Pakistan Army battles legacy of mistrust in Taleban heartland

In a Pakistan Army base high in the mountains on the Afghan frontier, a general explains a strategy for fighting the Taleban he calls simply "WHAM".
The name has a distinctly bellicose ring. But the soldiers are learning to fight a new kind of war in a region US President Barack Obama has called the most dangerous on Earth.
"WHAM — winning hearts and minds," explains the straight-talking Gen. Nazir Butt, in charge of converting the army's gains on the battlefield into durable security. "The plan is to turn militant sanctuaries into safe havens for the people."
The term WHAM has been used before, but the focus this time is South Waziristan, an enclave on the Afghan border once the epicenter of a spreading Pakistan Taleban insurgency that shocked the country with its challenge to the authority of the nuclear-armed state.
According to the army narrative, the campaign includes winning over the region's ethnic Pashtun tribes through dialogue, creating commercial opportunities and providing education in new schools and colleges.
During a three-day trip with the army, Reuters got a rare glimpse not just into the scale of the army's state-building project in South Waziristan, but also the challenges that lurk in the inhospitable territory.
However well-meaning the new approach, there are problems that won't go away — threats of retaliation by the Al-Qaeda-linked militants, a lack of effective civilian administration and endemic corruption.
And the campaign to win hearts and minds has an ignoble track record in other conflict zones which serve as a reality check for even the most optimistic Pakistani officials.
In Iraq and Afghanistan, Western nations poured in millions of dollars to rebuild militant strongholds and win affection. Results have been limited: Many residents view the armies as occupiers and militants remain a danger.
The goal won't be any easier in South Waziristan. The area forms one-fifth of Pakistan's Federally Administered Tribal Areas which are roughly the size of Belgium and governed under a system inherited from British colonialists.
Government-appointed political agents rule through the Pashtun tribes and collect and distribute revenue with little oversight. The people have limited rights.
While the Pakistan Army backed the Taleban in Afghanistan in the 1990s, and supported militants fighting Indian rule in the disputed Kashmir region, in South Waziristan it found itself under attack.

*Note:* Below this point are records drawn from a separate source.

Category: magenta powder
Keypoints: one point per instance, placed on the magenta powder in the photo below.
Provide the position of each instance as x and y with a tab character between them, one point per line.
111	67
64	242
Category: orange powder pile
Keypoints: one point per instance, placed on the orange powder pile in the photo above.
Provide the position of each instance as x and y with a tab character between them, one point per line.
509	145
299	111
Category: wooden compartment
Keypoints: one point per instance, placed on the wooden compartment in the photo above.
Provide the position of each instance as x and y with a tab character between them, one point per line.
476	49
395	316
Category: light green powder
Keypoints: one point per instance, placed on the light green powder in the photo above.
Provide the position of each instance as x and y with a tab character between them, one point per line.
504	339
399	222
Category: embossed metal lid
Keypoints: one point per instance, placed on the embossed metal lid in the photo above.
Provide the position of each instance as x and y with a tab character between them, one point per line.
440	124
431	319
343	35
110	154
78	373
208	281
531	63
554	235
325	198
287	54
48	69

Decades of resentment felt by the population and the US bombing campaign on the Afghan border following the Sept. 11, 2001, attacks on the United States spawned a generation of Pakistani militants who used South Waziristan to launch assaults against the Pakistani state and US-led forces in Afghanistan.
Unsure how to respond, Pakistan see-sawed between brief military campaigns and appeasing the militants with short-lived peace deals. Then, in 2009, Pakistan's army chief ordered the biggest offensive yet, pouring 40,000 troops into South Waziristan in a bid to tip the balance.
The 2009 offensive displaced almost half a million people as homes, schools and hospitals were turned into hide-outs by militants and meager civic amenities were destroyed.
Today, a combination of the offensive and US drones has helped drive the Pakistan Taleban leadership out of South Waziristan and the army is looking for ways to convince people it is safe for them to return.
But after having spent close to three years in camps, only 41,000 refugees have come back.
"The people can only feel fully secure if there is social and economic uplift," said a brigadier who commands a cliff-side compound near Wana, the main town in South Waziristan. "It took some time but we know now that 1,000 bullets can't do the work of one school."